Pemberlakuan IPO yang diwacanakan di tahun 2022 akan berdampak pada rakyat. SPPSN berkeyakinan bahwa hal tersebut akan berakibat pada ketidakstabilan dan mengancam kedaulatan energi di seluruh Indonesia.
“Dengan pemberlakuan IPO atau Subholding maka kontrol terhadap Pertamina secara keseluruhan nantinya dapat diintervensi oleh investor yang memiliki saham akibat IPO,” tambah Jhodi.
Sedangkan kontrol perusahaan seharusnya tidak boleh diperlemah dan pemerintah harus tetap memiliki kontrol penuh terhadap perusahaan.
Jhodi menambahkan bahwasanya, alasan dibalik pemberlakuan IPO adalah transparansi. “Kalau memang alasan untuk transparansi, saat ini sebenarnya Pertamina (Persero) telah melakukan transparansi. Hal ini dapat sama-sama diketahui bahwa semua informasi dapat diakses publik melalui website resmi Pertamina dan media lainnya.

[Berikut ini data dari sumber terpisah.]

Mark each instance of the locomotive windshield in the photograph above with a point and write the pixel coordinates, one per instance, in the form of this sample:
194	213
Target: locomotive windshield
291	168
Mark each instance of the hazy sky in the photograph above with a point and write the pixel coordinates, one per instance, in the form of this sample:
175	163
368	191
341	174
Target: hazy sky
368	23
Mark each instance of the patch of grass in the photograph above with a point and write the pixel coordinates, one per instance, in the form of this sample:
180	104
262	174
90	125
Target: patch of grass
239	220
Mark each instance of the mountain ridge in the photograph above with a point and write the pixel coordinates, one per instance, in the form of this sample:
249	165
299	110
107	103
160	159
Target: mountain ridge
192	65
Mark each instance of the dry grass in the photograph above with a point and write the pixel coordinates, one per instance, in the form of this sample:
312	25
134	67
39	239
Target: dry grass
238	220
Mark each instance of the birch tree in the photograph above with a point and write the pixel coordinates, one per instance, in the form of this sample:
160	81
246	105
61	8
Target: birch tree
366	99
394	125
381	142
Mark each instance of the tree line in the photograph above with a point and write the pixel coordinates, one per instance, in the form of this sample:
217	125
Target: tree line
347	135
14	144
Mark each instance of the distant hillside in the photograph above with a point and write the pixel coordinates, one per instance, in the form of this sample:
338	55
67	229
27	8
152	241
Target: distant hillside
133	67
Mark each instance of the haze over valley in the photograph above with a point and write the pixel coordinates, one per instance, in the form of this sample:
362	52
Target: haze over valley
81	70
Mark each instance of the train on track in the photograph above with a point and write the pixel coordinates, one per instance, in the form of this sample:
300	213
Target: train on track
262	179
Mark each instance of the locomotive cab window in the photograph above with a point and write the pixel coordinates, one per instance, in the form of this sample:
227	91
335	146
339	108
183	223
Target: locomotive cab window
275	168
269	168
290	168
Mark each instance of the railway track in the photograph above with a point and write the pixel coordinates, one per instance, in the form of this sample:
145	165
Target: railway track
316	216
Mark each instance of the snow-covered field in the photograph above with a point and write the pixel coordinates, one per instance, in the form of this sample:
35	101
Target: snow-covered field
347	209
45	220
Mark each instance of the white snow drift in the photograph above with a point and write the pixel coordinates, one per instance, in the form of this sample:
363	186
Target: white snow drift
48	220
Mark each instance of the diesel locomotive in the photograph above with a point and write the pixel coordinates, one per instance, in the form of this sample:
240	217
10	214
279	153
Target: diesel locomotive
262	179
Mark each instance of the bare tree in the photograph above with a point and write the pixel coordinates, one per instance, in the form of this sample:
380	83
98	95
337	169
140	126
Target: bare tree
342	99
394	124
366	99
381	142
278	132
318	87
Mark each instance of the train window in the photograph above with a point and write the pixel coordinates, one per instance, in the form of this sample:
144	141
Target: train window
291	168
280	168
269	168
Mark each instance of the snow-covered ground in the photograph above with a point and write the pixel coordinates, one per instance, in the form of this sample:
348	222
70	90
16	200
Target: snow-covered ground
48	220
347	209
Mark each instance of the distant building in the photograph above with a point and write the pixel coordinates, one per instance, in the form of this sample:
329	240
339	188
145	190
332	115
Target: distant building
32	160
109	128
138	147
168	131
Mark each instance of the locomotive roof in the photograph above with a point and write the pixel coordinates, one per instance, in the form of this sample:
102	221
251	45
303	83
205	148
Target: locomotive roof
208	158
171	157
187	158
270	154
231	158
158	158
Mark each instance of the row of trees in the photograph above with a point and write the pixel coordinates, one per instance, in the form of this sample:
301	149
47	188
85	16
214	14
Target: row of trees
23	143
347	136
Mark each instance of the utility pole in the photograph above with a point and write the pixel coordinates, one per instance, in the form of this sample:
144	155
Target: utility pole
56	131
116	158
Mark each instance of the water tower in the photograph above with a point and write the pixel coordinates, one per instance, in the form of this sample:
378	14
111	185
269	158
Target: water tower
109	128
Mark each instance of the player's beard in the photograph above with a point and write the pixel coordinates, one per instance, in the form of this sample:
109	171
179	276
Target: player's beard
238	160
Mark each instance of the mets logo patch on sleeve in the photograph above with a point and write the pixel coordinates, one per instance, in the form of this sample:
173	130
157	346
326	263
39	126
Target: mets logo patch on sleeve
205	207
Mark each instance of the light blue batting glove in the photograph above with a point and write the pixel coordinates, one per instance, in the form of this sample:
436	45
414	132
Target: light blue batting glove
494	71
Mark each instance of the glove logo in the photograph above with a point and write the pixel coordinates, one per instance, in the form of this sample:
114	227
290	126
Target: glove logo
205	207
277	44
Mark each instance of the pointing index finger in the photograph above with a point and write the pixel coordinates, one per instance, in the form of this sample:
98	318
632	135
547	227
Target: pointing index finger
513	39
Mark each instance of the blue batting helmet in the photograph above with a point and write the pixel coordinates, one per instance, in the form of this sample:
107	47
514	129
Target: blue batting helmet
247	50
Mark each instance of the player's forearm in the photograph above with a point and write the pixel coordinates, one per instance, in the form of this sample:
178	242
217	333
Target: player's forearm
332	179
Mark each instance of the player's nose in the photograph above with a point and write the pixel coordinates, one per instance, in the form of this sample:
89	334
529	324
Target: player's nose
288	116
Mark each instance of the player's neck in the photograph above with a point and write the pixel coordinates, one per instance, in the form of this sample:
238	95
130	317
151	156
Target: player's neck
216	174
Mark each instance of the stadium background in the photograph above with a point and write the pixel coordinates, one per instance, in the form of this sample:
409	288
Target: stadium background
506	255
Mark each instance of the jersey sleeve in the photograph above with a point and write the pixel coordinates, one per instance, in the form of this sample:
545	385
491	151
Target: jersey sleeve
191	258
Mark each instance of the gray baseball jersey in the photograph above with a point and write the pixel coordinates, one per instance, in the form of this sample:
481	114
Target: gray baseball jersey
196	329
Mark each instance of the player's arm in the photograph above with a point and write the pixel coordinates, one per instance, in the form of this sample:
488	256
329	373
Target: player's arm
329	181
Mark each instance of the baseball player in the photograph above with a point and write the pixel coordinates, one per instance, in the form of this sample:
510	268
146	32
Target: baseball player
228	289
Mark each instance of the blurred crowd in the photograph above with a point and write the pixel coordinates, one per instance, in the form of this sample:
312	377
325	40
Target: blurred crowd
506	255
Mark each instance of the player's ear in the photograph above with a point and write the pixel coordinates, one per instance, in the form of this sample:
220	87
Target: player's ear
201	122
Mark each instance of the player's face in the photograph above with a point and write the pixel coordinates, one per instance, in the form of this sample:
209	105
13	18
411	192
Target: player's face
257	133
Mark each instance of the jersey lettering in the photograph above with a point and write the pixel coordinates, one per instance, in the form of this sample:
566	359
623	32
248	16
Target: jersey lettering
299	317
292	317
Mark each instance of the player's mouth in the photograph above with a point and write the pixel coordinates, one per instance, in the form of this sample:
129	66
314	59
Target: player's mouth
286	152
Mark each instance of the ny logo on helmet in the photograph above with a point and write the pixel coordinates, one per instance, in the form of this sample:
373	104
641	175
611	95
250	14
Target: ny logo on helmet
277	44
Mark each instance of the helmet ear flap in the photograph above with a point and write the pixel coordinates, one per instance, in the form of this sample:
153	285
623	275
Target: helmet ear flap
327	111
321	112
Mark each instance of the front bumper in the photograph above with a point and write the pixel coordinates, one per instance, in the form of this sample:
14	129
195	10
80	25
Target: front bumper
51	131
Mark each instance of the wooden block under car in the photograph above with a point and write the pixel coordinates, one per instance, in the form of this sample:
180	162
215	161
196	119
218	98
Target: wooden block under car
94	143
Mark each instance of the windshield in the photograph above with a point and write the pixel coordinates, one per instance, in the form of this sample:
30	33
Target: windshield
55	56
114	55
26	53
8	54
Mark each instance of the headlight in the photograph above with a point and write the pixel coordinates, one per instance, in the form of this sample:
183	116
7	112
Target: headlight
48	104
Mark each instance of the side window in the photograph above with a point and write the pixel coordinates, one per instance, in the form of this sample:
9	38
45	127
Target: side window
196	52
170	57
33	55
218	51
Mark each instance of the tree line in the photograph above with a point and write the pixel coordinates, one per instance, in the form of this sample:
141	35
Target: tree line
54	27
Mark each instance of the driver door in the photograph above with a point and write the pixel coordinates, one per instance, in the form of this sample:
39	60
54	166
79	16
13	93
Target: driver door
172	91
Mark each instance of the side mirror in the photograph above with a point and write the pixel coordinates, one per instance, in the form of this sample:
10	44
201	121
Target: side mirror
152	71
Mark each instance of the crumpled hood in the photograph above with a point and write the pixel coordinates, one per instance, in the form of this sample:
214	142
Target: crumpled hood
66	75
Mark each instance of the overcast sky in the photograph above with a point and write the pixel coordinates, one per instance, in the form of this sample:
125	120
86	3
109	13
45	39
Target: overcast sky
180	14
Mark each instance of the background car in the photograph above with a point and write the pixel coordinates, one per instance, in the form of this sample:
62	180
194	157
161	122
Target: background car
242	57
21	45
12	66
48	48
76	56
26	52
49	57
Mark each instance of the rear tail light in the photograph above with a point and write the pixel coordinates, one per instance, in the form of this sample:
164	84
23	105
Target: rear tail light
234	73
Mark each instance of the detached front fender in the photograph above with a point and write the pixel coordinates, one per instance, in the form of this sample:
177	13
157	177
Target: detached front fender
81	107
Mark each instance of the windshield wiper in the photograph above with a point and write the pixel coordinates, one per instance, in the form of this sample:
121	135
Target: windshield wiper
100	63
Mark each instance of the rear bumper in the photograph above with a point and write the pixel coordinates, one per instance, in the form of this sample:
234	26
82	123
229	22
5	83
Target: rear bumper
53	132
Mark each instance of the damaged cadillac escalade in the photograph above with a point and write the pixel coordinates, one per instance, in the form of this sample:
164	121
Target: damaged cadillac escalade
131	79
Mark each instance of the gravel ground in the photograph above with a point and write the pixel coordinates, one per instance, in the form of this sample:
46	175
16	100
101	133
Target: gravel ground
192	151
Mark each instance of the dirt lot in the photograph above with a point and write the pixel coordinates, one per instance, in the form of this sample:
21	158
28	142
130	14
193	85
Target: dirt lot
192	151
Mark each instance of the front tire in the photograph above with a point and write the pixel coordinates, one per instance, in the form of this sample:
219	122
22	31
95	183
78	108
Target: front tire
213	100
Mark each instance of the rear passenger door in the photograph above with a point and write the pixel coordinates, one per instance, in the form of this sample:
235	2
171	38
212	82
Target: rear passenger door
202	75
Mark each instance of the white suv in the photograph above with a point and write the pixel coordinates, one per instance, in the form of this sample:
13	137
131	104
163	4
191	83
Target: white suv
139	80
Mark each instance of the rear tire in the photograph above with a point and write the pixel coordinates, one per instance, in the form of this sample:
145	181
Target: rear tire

Sedangkan jika alasannya adalah dari sisi modal, saat ini Pertamina masih mampu” kata Jhodi.
SPPSN juga dengan tegas menolak dan menuntut agar Keputusan Menteri BUMN No. SK-198/mbu/06/2020 segera dicabut. Terkait aksi lanjutan yang akan dilakukan, SPPSN tetap menunggu komando dari Presiden Federasi Serikat Pekerja Pertamina Bersatu (FSPBB).
“Aksi lanjutan yang akan kami lakukan tetap berdasarkan komando dari Presiden FSPPB” kata Jhodi. (bid/rst)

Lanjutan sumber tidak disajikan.